Just about every student goes through the scientific rite of passage called high school chemistry, and quite a few of them go on to take more advanced courses in college. But how many know that the origins of the word date back to either Ancient Egypt or Ancient Greece?
Some historians claim an Egyptian origin based upon the Decree of the Roman Emperor, Diocletian (c. 300, A.D.). This decree ordered the burning of all Egyptian writings outlining the transmutation of gold and silver. Based on this edict as well as a series of hieroglyphic inscriptions, scholars as far back as Plutarch (46-120, A.D.) have insisted that the root word, Chem, was derived from the name of ancient Egypt, the land of Khem, which means rich, black soil—the type that flourished near the banks of the Nile and was prized for its fertility, as opposed to the sands of the surrounding desert.
The "science of Chem"—as Egyptian mythology suggests—was a heavenly gift to humankind from Osiris, the Egyptian god of light and wisdom, and his wife Isis, the goddess of magic, motherhood, and fertility.
The Oxford English Dictionary, on the other hand, declares that the word is more likely a child of the Greek, chemia—for pouring or infusion. The ancient Greeks applied this term to what came to be known as pharmaceutical chemistry. Physicians of this era would extract the juices or infusions of plants for medicinal purposes.
The words chemistry and alchemy were practically interchangeable for generations of Alexandrian, Persian, Greek, Roman and later European proto-scientists and physicians. Especially during the Middle Ages and well into the 16th century, the alchemist’s primary goal was to discover or create a mythical "philosopher’s stone," or lapis philosophorum, that could turn base metals into gold and silver and act as an elixir that magically cured one's ills and granted eternal youth.
Alchemy also espoused a polyglot of philosophies concerning personal virtue and transformation that have persisted and mutated over the past four centuries, including finding their way into the psychoanalytical writings of Carl Jung. Parenthetically, the original title for the first Harry Potter book, in keeping with its alchemical theme, was Harry Potter and the Philosopher's Stone. Despite its runaway success in Great Britain, the U.S. publisher changed it to Harry Potter and the Sorcerer's Stone because they believed American children and parents would never purchase a book containing the word philosopher.
From the mid-17th century on, the application of physical methods to study matter began to dominate the discipline. This led the British natural philosopher and alchemist Robert Boyle (1627-1691) to formally rename the field chemistry in his 1661 treatise, The Skeptical Chymist. In that work Boyle disputed the ideas of Aristotle, Paracelsus and others as he argued for more scientifically grounded approaches when studying the composition of matter. He is best known for proclaiming (and proving) Boyle’s Law: the inversely proportional relationship between the absolute pressure and volume of a gas, when the temperature is kept constant in a closed system.

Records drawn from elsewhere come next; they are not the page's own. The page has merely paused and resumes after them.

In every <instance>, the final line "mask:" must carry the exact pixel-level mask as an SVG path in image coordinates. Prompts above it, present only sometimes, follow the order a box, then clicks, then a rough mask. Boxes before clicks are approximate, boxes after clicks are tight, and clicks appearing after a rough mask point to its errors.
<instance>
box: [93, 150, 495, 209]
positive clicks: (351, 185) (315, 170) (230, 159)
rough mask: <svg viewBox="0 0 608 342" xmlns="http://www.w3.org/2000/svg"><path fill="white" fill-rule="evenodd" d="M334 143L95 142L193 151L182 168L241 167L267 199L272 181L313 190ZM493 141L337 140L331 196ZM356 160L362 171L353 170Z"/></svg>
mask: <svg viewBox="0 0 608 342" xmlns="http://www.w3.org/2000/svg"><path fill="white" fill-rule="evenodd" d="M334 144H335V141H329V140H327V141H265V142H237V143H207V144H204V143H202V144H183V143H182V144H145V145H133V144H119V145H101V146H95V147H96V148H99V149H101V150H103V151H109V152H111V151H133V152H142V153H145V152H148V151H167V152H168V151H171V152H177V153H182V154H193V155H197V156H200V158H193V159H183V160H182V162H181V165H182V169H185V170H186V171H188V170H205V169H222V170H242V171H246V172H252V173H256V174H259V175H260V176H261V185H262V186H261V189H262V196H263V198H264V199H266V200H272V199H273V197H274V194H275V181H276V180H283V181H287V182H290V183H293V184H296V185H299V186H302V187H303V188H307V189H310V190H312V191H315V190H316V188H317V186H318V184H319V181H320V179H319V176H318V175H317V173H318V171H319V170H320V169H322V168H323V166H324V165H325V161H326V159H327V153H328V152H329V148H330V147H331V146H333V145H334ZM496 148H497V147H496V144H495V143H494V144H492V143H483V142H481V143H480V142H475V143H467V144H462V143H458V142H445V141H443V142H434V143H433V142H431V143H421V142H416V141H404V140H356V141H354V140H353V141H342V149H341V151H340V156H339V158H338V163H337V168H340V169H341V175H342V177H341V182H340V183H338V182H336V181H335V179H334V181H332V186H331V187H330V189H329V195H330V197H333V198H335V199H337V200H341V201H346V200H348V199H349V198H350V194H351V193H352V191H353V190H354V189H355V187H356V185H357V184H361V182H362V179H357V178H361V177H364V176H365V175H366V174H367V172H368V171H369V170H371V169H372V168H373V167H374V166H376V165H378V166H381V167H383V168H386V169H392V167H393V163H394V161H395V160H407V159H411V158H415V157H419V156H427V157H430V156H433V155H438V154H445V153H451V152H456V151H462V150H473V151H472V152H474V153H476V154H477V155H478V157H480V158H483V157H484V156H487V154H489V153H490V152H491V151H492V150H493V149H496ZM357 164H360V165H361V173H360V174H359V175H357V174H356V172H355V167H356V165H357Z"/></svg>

Since the 18th and 19th centuries, a parade of scientific revolutionaries, including Lavoisier, John Dalton and many others, developed what we now know as modern chemistry, a logical, quantitative and reproducible framework for understanding not only the composition of matter but also how matter can change forms by means of chemical reactions between two or more substances.
In the years since, scientists have essentially discarded the teachings of alchemy, the philosopher’s stone, and the magical mysticism of turning lead into gold or finding a universal cure-all—unless, that is, you are a graduate of the prestigious Hogwarts School of Witchcraft and Wizardry.